My friend mentioned this just before I published and I think that probably is th...

jiggawatts · on Jan 7, 2023

> which is how many hard drives you can plug in to a non-mainframe machine for historical image storage.

You would be surprised. First off, SSDs are denser than hard drives now if you're willing to spend $$$.

Second, "plug in" doesn't necessarily mean "in the chassis". You can expand storage with external disk arrays in all sorts of ways. Everything from external PCI-e cages to SAS disk arrays, fibre channel, NVMe-over-Ethernet, etc...

It's fairly easy to get several petabytes of fast storage directly managed by one box. The only limit is the total usable PCIe bandwidth of the CPUs, which for a current-gen EPYC 9004 series processors in a dual-socket configuration is something crazy like 512 GB/s. This vastly exceeds typical NIC speeds. You'd have to balance available bandwidth between multiple 400 Gbps NICs and disks to be able to saturate the system.

People really overestimate the data volume put out by a service like Twitter while simultaneously underestimating the bandwidth capability of a single server.

ilyt · on Jan 8, 2023

> People really overestimate the data volume put out by a service like Twitter while simultaneously underestimating the bandwidth capability of a single server.

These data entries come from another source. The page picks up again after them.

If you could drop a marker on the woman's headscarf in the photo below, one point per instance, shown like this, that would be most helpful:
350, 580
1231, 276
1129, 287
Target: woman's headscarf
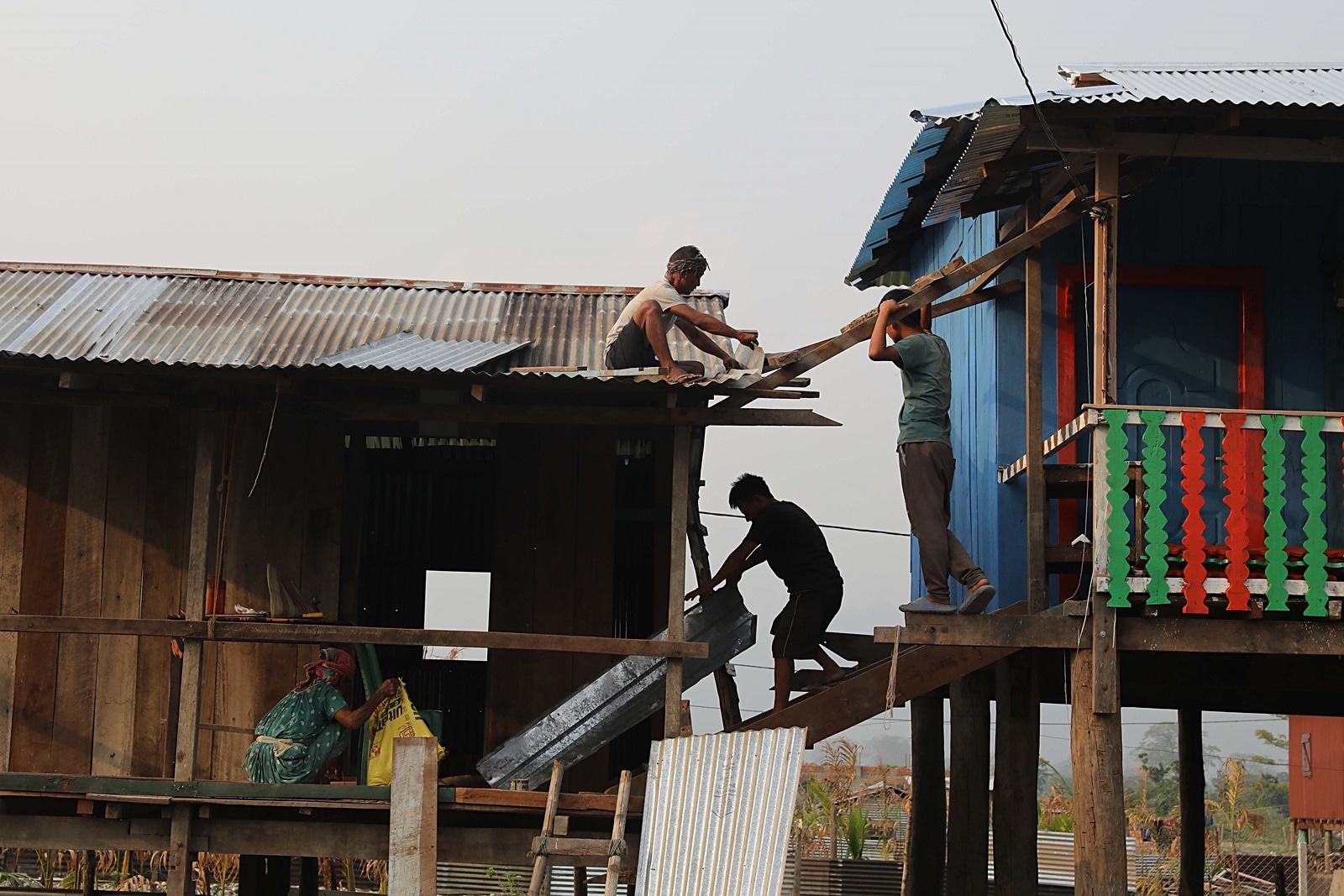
333, 665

It's outright comical. Above we have people thinking somehow amount of TLS connections single server can handle is a problem, in service where there would be hundreds of thousands lines of code to generate the content served over it, all while using numbers from what seems like 10+ years old server hardware

trishume · on Jan 7, 2023

That's really cool! Each year of historical images I estimate at 2.8PB, so it would need to scale quite far to handle multiple years. How would you actually connect all those external drive chassis, is there some kind of chainable SAS or PCIe that can scale arbitrarily far? I consider NVMe-over-fabrics to be cheating and just using multiple machines and calling it one machine, but "one machine" is kinda an arbitrary stunt metric.

ksec · on Jan 8, 2023

It depends on how you think of "one machines". :) You can fit 1PB in 1U without something like NVMe-over-fabrics. So in a 4U unit gives you plenty of room.

We have Zen4c 128 Core with DDR5 now. We might get a 256 Core Zen6c with PCI-E 6.0 and DDR6 by 2026.

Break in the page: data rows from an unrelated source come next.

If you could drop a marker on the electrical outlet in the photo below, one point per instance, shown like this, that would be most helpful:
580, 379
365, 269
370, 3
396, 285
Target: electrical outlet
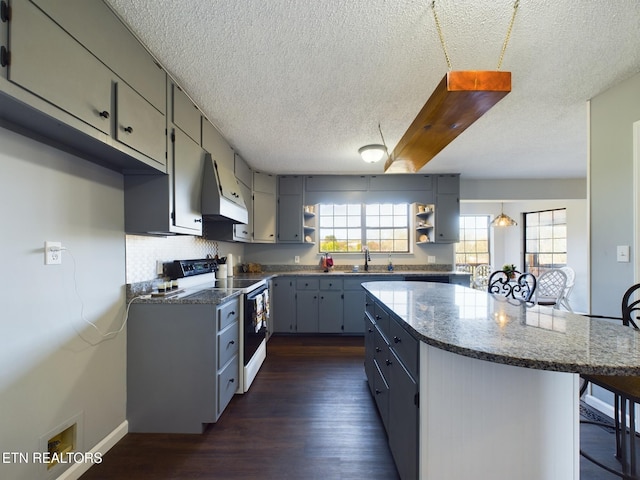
622, 253
52, 253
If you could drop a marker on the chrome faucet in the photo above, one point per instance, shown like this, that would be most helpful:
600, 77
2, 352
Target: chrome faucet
367, 258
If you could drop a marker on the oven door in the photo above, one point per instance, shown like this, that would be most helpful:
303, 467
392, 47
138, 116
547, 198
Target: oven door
255, 322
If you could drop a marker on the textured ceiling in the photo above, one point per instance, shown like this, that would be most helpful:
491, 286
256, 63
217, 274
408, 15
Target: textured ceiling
297, 86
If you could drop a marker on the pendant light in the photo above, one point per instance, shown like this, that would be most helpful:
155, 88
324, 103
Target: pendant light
503, 220
457, 102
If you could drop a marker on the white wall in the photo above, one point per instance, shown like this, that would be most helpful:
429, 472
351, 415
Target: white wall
612, 115
53, 366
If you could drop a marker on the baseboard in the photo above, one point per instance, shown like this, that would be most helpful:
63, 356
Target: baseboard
77, 469
605, 408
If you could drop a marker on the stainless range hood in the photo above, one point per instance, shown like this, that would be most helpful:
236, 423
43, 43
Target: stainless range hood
221, 197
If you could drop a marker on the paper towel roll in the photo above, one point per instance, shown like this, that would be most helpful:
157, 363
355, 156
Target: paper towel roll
229, 265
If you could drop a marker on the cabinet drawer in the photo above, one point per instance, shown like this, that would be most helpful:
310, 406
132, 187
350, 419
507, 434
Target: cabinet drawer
227, 344
228, 313
331, 284
354, 283
227, 384
307, 284
406, 347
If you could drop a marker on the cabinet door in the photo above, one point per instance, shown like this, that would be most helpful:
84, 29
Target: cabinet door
330, 312
185, 114
353, 311
242, 171
403, 419
307, 311
93, 24
447, 218
139, 125
214, 143
264, 217
49, 63
290, 185
188, 165
242, 231
264, 182
369, 346
290, 219
283, 305
381, 395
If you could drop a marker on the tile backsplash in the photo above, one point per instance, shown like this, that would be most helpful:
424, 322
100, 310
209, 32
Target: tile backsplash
143, 253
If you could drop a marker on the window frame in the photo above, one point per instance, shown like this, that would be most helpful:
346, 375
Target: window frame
365, 228
475, 252
556, 227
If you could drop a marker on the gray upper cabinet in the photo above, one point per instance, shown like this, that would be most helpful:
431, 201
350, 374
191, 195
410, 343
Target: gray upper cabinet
138, 124
188, 165
401, 182
59, 86
290, 209
50, 64
264, 208
336, 183
168, 204
99, 30
242, 231
447, 209
214, 143
186, 115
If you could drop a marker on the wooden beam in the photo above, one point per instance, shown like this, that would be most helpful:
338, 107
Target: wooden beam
459, 100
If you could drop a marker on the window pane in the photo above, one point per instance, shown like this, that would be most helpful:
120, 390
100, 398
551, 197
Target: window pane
545, 240
385, 227
473, 247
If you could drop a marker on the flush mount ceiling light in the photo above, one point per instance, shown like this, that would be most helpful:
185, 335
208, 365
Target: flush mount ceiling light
503, 220
373, 153
459, 100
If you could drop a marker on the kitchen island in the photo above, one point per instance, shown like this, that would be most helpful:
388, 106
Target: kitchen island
497, 382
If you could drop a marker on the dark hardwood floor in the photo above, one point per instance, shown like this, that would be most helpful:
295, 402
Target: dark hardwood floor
308, 415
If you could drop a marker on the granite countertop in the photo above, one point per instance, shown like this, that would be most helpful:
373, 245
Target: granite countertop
476, 324
205, 292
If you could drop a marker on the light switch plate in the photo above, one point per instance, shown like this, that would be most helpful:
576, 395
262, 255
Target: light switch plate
622, 254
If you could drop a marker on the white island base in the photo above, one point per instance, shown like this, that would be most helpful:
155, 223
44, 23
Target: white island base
491, 421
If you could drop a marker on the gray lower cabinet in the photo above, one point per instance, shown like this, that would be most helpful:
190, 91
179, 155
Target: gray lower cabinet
283, 303
392, 369
330, 306
182, 365
321, 303
307, 300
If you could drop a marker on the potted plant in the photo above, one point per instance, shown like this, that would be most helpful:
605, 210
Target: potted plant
510, 269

I really like these exercise of trying to shrink the amount of server needed, especially those on Web usage. And the mention of Mainframe. Which dont get enough credit for. I did something similar with Netflix 800Gbps's post. [1] Where they could serve every single user with less than 50 Racks by the end of this decade.

[1] https://news.ycombinator.com/item?id=33451430

wtallis · on Jan 8, 2023

Stuff like [0] exists, allowing you to fan out a single server's PCIe to quite a few PCIe JBOD chassis. Considering that SSDs can get you ~1PB in 1U these days, you can get pretty far while still technically sticking with PCIe connectivity rather than NVMeoF.

[0] https://www.liqid.com/products/liqid-elements/liqid-48-port-...

metadat · on Jan 8, 2023

I was skeptical about 1PB in 1U, but searched and learned this was showcased by Supermicro as far back as 2018:

https://www.supermicro.com/en/pressreleases/supermicro-unlea...

NavinF · on Jan 8, 2023

> I consider NVMe-over-fabrics to be cheating

Is an infiniband switch connected to a bunch of machines that expose NVMe targets really that different from a SAS expander connected to a bunch of JBOD enclosures? Only difference is that the former can scale beyond 256 drives per controller and fill an entire data center. You're still doing all the compute on one machine so I think it still counts.

sayrer · on Jan 7, 2023

It's a neat thought exercise, but wrong for so many reasons (there are probably like 100s). Some jump out: spam/abuse detection, ad relevance, open graph web previews, promoted tweets that don't appear in author timelines, blocks/mutes, etc. This program is what people think Twitter is, but there's a lot more to it.

I think every big internet service uses user-space networking where required, so that part isn't new.

trishume · on Jan 7, 2023

I think I'm pretty careful to say that this is a simplified version of Twitter. Of the features you list:

- spam detection: I agree this is a reasonably core feature and a good point. I think you could fit something here but you'd have to architect your entire spam detection approach around being able to fit, which is a pretty tricky constraint and probably would make it perform worse than a less constrained solution. Similar to ML timelines.

- ad relevance: Not a core feature if your costs are low enough. But see the ML estimates for how much throughput A100s have at dot producting ML embeddings.

- web previews: I'd do this by making it the client's responsibility. You'd lose trustworthiness though so users with hacked clients could make troll web previews, they can already do that for a site they control, but not a general site.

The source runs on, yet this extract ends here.